Editorial | What became of the police body cams?
There are as yet no data on the numbers of them mounted in motor vehicles in Jamaica. But as this newspaper reported on Sunday, an increasing number of people are installing dashboard cameras in their cars.
Mostly, they are intended by their owners to provide evidence and to settle disputes in the event of motor vehicle crashes as Peter Levy, the CEO of the insurance company BCCI, noted in his recounting of how images from a friend's dash cam resolved conflicting claims of who had caused an accident. "It's definitely something (the installation of dash cams) I would encourage," Mr Levy said.

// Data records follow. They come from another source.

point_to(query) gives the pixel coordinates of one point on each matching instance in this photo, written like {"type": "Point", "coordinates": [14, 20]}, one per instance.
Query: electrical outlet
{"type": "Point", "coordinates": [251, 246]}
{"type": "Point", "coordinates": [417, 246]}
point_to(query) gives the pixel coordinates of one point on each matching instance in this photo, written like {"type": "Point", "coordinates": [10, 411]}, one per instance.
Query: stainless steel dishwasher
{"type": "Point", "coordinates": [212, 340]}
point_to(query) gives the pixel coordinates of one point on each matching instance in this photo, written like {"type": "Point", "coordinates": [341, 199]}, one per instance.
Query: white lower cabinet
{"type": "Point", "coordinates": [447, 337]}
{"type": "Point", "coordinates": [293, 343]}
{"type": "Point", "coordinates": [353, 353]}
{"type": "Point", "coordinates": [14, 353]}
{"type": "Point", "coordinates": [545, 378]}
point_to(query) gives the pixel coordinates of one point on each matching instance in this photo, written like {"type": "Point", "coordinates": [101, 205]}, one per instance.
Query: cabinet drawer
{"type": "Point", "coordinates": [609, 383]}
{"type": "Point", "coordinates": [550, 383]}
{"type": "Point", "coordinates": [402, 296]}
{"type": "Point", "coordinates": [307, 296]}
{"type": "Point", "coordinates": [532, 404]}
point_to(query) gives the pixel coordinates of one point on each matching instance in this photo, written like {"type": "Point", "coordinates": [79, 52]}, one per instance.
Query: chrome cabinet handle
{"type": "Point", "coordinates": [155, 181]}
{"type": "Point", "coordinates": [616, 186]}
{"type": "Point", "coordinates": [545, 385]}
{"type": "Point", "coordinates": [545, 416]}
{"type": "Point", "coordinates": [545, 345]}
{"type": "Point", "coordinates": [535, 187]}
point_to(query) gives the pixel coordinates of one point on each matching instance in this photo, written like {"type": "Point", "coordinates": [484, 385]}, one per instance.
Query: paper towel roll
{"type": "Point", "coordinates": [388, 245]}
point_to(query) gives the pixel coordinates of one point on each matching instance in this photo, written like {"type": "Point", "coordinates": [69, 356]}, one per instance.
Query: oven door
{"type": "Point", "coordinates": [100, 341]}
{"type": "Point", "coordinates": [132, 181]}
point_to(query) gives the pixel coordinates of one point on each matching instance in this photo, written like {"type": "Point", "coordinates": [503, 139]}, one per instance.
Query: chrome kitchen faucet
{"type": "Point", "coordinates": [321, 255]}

If these cameras, as Mr Levy says, make sense, the insurance industry might want to encourage their increased use by pricing their coverage to reflect the lower cost to their business of having cameras installed, such as less time and manpower in investigating accidents when claims are made and the video evidence is available. Of course, there would also have to be protocols, underpinned by legislation, on how such videos are shot, stored and retrieved. Issues relating to the safe use of vehicles while dash cams are running would also have to be settled.
RECORDED ACTIONS
This, however, is not like the complete reinvention of the wheel. For although dash cams, employed in this fashion, are not standard features in cars, they are widely used in law-enforcement vehicles as a way of ensuring police accountability. Law-enforcement officers are more likely to employ restraint and operate according to the rules if they know that their actions are being recorded.
Indeed, this was the reasoning behind a plan to introduce body-worn cameras among the police. But like so many other initiatives, it appears to have fallen into a deep crevice. If that is the case, hopefully, it can be retrieved.
The body cam issue was hot on the agenda during the life of the former administration, while Peter Bunting was the national security minister, and Jamaicans, as they still do, often alleged abuse by the police. The cost of equipping the 12,000-member constabulary with body cameras, however, was a constraint, until the United States government agreed to give the project a jump-start.
In August 2016, six months into his tenure as minister as well as the life of the new government, Robert Montague, Mr Bunting's successor, announced the start of a pilot project on the use of body cameras by police officers. One hundred and twenty devices and related software had been acquired and paid for by the United States government at a cost of US$40,000.
TOO FEW CAMERAS
This newspaper's concern at the time was that so few cameras had been acquired and that the protocol for the use meant, apparently because of limited battery life, that they would be turned on only when a police officer went on an operation, rather than being on for the entire period of his or her shift. We understood, though, the matter of cost and that the donors provided what, in the circumstances, could be afforded. We might have complained also that too few cameras would have been deployed.
Those complaints, from this distance, seem prosaic. At issue now is whether the cameras were ever received, and if so, were they ever deployed, and where are they now? The point is, there have been few reported sightings of body cameras in use on operations, and we don't recall the police producing video evidence from them in vindication of their actions. Nor have we been privy to the documented outcomes of the pilot project, if, indeed, a report was done. Maybe the new police chief, Major General Antony Anderson, in the interest of transparency, might enlighten our ignorance and forgive us for it.